Act of Darkness(39)
The man and the woman near the ice-sculpture eagle caught his eye and held it. By process of elimination, Gregor knew they had to be Dr. Kevin Debrett and the lobbyist Clare Markey. By Clare Markey’s posture, Gregor knew something in their conversation was going terribly wrong. He headed for them, moving slowly, feeling as if the mere act of breathing was overexertion in this hot sun.
“What I’m trying to tell you,” Kevin Debrett was saying to a Clare Markey with her arms folded across her chest and her eyes on fire, “is that this whole thing is just another example of Victoria Harte’s self-centered—”
“It’s Victoria Harte’s house,” Clare said coldly. “It’s hardly self-centered if she didn’t have it designed specifically for you.”
“She didn’t have it designed specifically for anyone, except herself. She had no consideration for her future guests.

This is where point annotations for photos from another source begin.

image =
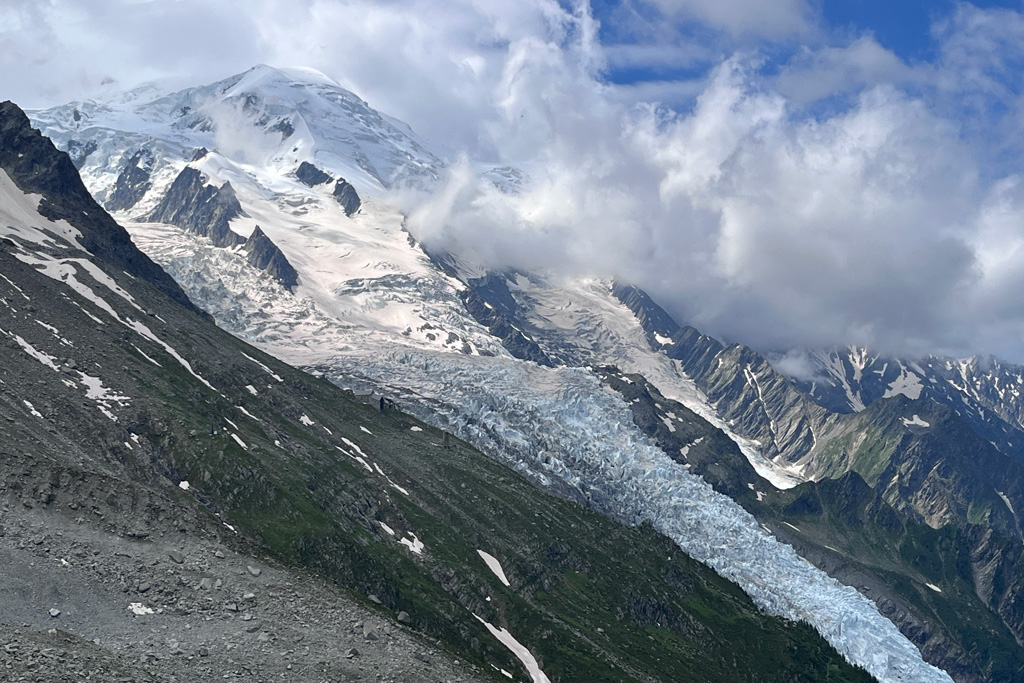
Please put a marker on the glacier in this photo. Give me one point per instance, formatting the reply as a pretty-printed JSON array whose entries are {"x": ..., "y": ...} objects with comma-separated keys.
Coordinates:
[
  {"x": 559, "y": 428},
  {"x": 372, "y": 311}
]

She must have expected to have guests. She built a guest wing.”
“So?”
“Don’t you see? Every time you leave your room, you’ve got to leave it open, unlocked. Anyone could steal—”

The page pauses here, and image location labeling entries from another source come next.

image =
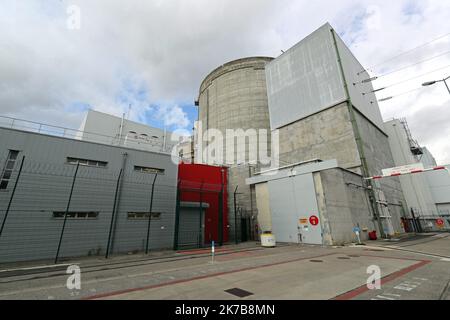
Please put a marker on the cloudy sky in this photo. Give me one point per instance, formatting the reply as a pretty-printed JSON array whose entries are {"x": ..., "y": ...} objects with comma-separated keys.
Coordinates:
[{"x": 153, "y": 55}]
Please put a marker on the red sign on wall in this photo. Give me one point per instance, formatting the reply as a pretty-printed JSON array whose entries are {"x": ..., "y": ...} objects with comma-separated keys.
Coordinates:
[{"x": 314, "y": 220}]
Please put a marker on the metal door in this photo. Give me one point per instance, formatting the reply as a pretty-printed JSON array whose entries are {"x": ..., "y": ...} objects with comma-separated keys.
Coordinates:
[{"x": 292, "y": 202}]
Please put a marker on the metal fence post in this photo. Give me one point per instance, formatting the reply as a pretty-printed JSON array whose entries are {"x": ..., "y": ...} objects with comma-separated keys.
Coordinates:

“This is Mr. Demarkian,” Clare Markey said. “Why don’t you stop obsessing about your personal belongings and turn around and say hello?”

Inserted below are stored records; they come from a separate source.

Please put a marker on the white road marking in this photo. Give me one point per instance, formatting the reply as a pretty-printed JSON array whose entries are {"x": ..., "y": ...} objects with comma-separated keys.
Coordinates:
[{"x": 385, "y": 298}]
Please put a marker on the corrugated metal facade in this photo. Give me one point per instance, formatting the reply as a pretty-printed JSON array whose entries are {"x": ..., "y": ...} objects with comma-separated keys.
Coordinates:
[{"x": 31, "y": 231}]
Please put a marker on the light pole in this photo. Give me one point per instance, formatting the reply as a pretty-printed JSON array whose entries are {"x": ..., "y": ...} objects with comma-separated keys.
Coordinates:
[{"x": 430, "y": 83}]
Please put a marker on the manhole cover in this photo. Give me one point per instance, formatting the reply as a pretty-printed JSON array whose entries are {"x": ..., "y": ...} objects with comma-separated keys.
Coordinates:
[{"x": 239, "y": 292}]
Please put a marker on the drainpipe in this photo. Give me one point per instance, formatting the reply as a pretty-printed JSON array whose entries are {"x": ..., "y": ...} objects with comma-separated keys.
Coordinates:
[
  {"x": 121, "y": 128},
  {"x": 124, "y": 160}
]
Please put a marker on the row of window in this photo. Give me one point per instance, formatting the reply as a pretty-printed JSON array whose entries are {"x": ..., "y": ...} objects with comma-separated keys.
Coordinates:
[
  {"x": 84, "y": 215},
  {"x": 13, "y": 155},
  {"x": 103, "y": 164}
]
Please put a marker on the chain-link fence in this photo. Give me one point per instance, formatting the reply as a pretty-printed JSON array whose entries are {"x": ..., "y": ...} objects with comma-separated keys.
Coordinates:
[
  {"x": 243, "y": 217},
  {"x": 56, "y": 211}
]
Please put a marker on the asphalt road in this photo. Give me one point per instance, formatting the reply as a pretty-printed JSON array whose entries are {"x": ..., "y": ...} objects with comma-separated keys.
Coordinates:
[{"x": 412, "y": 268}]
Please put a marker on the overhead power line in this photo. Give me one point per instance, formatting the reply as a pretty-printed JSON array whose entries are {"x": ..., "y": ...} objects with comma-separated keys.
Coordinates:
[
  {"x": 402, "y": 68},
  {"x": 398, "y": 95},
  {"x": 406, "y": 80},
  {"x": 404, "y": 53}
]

Kevin Debrett didn’t just turn, he whirled. The movement tipped him off balance, making him stumble. He fell forward nearly into Gregor’s shoulders, righted himself at the last possible minute, and flushed.
“Excuse me,” he said, and then shot Clare a look of pure murder. It was as if he thought Clare had made him fall, even though she wasn’t standing close enough to touch him. “Excuse me,” he said again. “Mr. Demarkian. I’m Dr. Kevin Debrett.”
“Dr. Debrett is having paranoid fantasies about someone stealing his medical bag.”
The flush that rose on Kevin Debrett’s neck this time was dark and thick and far worse than murderous. Gregor got the impression that Clare Markey had been pushing the man toward the edge of something for a long time now, and had finally pushed him over.
“There’s nothing paranoid about it,” Debrett bit out. “There’s nothing fantastical either. No more than two months ago—”
“Dr. Debrett is one of those old-fashioned, caring physicians who carries his medical bag everywhere.”
“Clare—”
Gregor coughed, to break the tension. “Is that so very unusual?” he asked them, and Clare Markey laughed.
“It’s damn near unheard of,” she said, “but about two years ago, our good doctor got caught in an emergency in the National Opera House without his bag, and the publicity was absolutely—”
“Oh, for Christ’s sake.”
“—awful,” Clare Markey finished up. “So you see, now it’s sitting up in his bedroom and the door is unlocked, and he’s convinced someone around here is a coke head—”
“—I never said anything—”
“—and he’s all worked up. Hello, Mr. Demarkian. Are you going to find out what’s wrong with Stephen Whistler Fox?”
The shift in the conversation had the intended effect. It changed the emotional atmosphere entirely, although Dr. Kevin Debrett didn’t seem to get with the program. He at least retreated, pressing his lips together, hunching his shoulders, and fading back to the edge of the conversational circle. In the meantime, Gregor considered the uselessness of covers. In all his long experience, he had used exactly one that actually worked. In fact, Robert Ludlum novels notwithstanding—and not counting drug stings, where you were dealing with people who spent at least half their time non compos mentis—he had only even heard about two that worked. The one he hadn’t been involved in had been Abscam.
He began to turn his attention to Clare Markey, and then saw that they were being joined—deliberately by Stephen Whistler Fox, reluctantly by Patchen Rawls. Ms. Rawls had attached herself to the senator’s arm and had no intention of letting go.
“Uh-oh,” Clare Markey said. “Here comes our matricide. Do you know about that?”
“Vaguely.”
“It was one of those permission-to-end-life-support things. Mrs. Rawls had broken her hip. The life support that was removed was the intravenous feeding tube.”
“Fight that battle later, if you don’t mind,” Gregor told her.
Clare looked a little startled, as if she wasn’t used to being read so clearly. But she didn’t look balky, and Gregor thought she would do what he had asked her, even if she didn’t know the reason. He turned his attention completely to the senator and Patchen Rawls. Then he remembered something and turned again to look for Janet Harte Fox. She was gone.